With the 2000th Test fast approaching, the obituary of Test cricket has been written so often that it comes as a surprise to realize that we are on the brink of the 2000th match. In the first 100 years, since England played Australia in the inaugural Test in 1876-77, there were as many as 803 Test matches. The period saw two World Wars, the Test careers of such as W G Grace and Don Bradman, the birth of one-day internationals, and the banning of South Africa for that country’s apartheid policy. Sri Lanka, Bangladesh and Zimbabwe were yet to make their debut.
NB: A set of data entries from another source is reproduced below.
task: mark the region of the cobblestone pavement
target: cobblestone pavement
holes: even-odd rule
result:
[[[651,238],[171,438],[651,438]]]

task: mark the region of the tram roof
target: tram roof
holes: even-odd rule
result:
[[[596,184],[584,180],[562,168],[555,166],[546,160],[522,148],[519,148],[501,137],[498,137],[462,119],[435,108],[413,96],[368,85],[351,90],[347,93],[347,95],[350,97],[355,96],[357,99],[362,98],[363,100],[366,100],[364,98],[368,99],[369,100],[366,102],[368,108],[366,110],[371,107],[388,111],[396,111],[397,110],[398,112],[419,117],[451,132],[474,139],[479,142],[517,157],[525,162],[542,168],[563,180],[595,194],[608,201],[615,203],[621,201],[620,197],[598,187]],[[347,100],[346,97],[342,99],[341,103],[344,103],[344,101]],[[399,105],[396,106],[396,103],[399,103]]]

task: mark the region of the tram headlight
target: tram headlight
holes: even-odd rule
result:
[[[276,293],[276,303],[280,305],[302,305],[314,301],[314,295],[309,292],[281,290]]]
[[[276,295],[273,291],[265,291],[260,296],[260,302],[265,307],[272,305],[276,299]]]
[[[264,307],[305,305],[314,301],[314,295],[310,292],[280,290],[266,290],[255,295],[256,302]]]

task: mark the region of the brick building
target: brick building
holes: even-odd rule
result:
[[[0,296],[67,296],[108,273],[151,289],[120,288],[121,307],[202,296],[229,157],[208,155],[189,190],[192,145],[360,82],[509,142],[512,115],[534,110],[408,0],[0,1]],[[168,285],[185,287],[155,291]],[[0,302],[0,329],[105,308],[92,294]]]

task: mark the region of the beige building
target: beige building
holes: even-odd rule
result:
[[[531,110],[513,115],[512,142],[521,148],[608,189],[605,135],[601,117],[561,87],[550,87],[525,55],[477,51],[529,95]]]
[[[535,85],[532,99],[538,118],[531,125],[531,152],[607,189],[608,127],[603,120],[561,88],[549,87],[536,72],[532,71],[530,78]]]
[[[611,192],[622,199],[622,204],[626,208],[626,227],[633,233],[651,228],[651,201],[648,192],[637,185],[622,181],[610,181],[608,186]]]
The first Test between England and India starting next Thursday (21 July) will be the 2000th Test in cricket’s colorful history. By coincidence, the above 2000th Test will also be the 100th Test between England and India. They had played their inaugural Test also at Lord’s, 79 years ago, from June 25-28, 1932. In 1985, The 1000th Test match was played in Hyderabad (Pakistan) between the hosts and New Zealand. It was memorable for a century in each innings by Javed Miandad.
That was just 27 years ago. So it took more than 108 years to complete the first 1000 Tests. But it has been less than 26 years to complete the next 1000. That is, four times quicker. That there were over 3000 one-day internationals besides led to the question: were there any off days at all? Are we playing too many Tests? Can the interest in cricket be revived if less number of Tests are played every year?
Below are listed the landmark Tests:
First Test: Australia vs. England, Melbourne, March 15-19, 1877. Australia won by 45 runs.
Centenary Test (Test number 803): Australia vs. England, Melbourne, March 12-17, 1977. Australia won by 45 runs – the coincidence of the century.
100th Test: Australia vs. England, Sydney, February 21-27, 1908. Australia won by 49 runs.
500th Test: India vs. Pakistan, Madras (now Chennai), January 13-18, 1960. Drawn.
1000th Test: Australia vs. West Indies, Melbourne, December 22-27, 1984. Drawn.
2000th Test: England vs. India, Lord’s, London, next week, July 21-25, 2011.
What is it about Test cricket that makes it so special? It takes five days to complete, teams break for lunch and tea, and batsmen have been known to play on for 999 minutes, as Hanif Mohammed once did against the West Indies while his eyebrows nearly fell off. It is no coincidence that this format is known as ‘Test’ cricket. It is a test of a player’s temperament as much as his skill, a test of his character as much as ability. It is not ‘cricketainment’, and it continues to thrive in the age of ‘cricketainment’.
In 135 years, Test cricket has resisted change in much the same manner as the other two forms have welcomed it. This is the game’s greatest blessing. While the oldest format (of the three) retains its quirkiness and illogicality in the modern world, refusing to be commodified and resistant to ‘cricketmania’, the sport itself has two other versions that can accept and glorify all manner of innovations. One-day cricket and T20 have enabled Test cricket to keep its pristine qualities, and that is a boon.
Sachin Tendulkar is one century away from reaching 100 international tons and has an opportunity to achieve that on a historic occasion at Lord’s, where India and England will play the 2000th Test later this month. Tendulkar, who has 51 centuries in Tests and 48 in ODIs, however, said the landmark wasn’t preoccupying his build-up to the game. Now if Sachin Tendulkar gets a century, then everything will change. It will be his 100th in international cricket – and you can’t ask for a better setting.